Книга Дом ангелов, страница 7. Автор книги Паскаль Брюкнер

Разделитель для чтения книг в онлайн библиотеке

Онлайн книга «Дом ангелов»

Cтраница 7

— Знаете, это очень безопасный квартал, очень чистый.

Они еще пожелали взглянуть на подземный паркинг и ушли пешком — лимузин следовал за ними на почтительном расстоянии.

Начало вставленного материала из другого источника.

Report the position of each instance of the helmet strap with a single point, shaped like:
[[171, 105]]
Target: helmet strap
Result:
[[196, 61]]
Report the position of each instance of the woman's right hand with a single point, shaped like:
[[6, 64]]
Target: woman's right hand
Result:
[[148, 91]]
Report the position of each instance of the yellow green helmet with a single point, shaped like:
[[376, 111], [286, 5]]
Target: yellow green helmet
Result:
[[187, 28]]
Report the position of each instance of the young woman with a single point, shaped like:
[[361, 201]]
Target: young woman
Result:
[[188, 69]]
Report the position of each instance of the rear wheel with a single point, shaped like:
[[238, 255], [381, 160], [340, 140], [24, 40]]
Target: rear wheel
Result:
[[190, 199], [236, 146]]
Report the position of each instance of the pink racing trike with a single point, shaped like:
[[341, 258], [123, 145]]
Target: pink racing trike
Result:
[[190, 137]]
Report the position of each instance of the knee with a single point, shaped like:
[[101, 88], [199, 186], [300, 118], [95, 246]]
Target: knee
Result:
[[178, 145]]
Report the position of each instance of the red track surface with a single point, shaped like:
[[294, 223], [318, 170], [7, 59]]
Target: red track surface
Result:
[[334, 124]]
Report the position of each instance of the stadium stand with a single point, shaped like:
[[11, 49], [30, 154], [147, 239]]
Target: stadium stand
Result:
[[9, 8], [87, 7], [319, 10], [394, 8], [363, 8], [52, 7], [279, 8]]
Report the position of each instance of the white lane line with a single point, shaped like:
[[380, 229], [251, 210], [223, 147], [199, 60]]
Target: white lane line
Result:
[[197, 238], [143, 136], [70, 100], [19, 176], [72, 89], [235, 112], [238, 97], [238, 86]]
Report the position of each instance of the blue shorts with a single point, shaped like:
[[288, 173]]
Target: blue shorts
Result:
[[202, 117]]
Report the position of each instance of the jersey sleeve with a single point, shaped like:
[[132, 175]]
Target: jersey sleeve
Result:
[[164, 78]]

Антонен решил не возвращаться на работу. Ариэль позвонит с минуты на минуту, ему был обещан «колоссаль комиссион», как называл это начальник со своим сомнительным юморком. Надо ли изобразить оптимизм или сказать правду? Чтобы не мучиться, он выключил телефон. Вернувшись домой, на улицу Монмартр во II округе, он бросился одетый на кровать и подавил яростное рыдание. Около восьми включил телефон — никаких сообщений не было. Ариэль даже не счел нужным осведомиться, настолько он был уверен в талантах своего помощника. Антонен мог бы позвонить в поисках утешения своей подруге Монике, но при мысли, что она придет с собакой и останется ночевать, всякое желание пропадало. Она давно настаивала, чтобы они поселились вместе, но он уклонялся и был счастлив провожать ее до дверей утром, когда она уходила: чувство выполненного долга сменялось облегчением. Лучший момент в любви, сказал Клемансо, это когда вы поднимаетесь по лестнице. Нет, возражал Антонен, когда спускаетесь — или прощаетесь. Он восхвалял Монике достоинства LAT — англосаксонский акроним, означающий Living Apart Together, жить вместе раздельно, каждый в своей квартире. Она терпеть не могла этих сомнительных теорий, в которых видела лишь типично мужской отказ брать на себя обязательства. Он нежно любил ее, но в малых дозах. Делил свое сердце, как пирог на ломти. Она в свое время оставила на его ночном столике книгу в красном картонном переплете, что-то вроде справочника, сто советов по рубрикам типа «Моя жизнь в моих руках».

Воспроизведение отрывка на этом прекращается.